青木(1983)は、「価値の一般化」の課題として以下のように述べています。
(以下、著書より一部抜粋)
道徳の指導過程の基本型とされるものの中には、価値の一般化の段階の代わりに、「生活化」という言葉を用いている場合も少なからず見出される。(中略)「価値の一般化」という言葉を避けて、そのことを「生活化」と呼ぶのであれば、両者は単に表現の違いだけであって異なるものとは言えない。しかし、「生活化」という言葉が広く用いられることは望ましいとは考えられないのであり、特に道徳の時間の特質が十分に把握されていない学校、指導者の場合には誤った受け取り方をされるおそれが極めて大きいと思われる。すなわち、資料を取り扱った後に、子どもたちに直接実践を志向させる指導をもって「生活化」であるとする例が少なくないからである。

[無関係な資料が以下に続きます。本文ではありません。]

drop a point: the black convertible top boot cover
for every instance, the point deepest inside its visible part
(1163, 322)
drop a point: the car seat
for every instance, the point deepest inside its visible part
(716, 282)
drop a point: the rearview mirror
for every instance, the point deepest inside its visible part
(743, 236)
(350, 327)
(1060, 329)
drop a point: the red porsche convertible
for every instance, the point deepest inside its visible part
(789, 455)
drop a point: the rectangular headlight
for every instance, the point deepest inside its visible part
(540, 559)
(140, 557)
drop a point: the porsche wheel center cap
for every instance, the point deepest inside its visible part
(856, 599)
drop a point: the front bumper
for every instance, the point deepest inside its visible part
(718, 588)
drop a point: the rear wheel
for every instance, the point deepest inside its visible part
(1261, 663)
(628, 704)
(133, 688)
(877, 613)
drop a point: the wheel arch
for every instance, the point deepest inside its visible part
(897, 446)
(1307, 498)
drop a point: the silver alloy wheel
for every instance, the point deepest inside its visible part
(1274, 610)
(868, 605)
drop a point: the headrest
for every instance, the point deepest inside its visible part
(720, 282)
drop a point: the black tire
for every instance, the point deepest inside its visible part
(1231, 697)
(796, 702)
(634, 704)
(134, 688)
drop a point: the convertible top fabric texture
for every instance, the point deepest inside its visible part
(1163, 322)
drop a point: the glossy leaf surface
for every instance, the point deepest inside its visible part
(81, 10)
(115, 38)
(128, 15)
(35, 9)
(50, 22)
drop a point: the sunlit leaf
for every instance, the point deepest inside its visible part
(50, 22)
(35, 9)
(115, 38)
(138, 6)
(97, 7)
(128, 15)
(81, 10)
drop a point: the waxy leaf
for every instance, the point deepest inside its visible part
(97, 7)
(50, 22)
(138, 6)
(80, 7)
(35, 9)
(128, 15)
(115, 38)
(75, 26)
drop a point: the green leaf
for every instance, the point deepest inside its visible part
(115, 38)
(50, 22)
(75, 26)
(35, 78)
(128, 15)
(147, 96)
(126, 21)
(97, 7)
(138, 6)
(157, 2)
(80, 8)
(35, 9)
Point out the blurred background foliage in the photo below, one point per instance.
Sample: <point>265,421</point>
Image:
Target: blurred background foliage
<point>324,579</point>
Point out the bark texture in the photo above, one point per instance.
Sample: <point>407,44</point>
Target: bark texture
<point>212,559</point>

「資料中の主人公のように、実際に行動できるか」「明日からどのように行動しようと考えるか」などの、いわゆる決意を表明させる指導が「生活化」であるとする限り、「価値の一般化」とは異なるものと考えなければならないし、このような「生活化」は「価値の一般化」を妨げることにもなることを忘れてはならないのである。
(以上)
上記の記述からは、「価値の一般化」の理解を誤ると、単なる決意表明(生活化)になってしまい、道徳科の本質と離れてしまうということを知ることができます。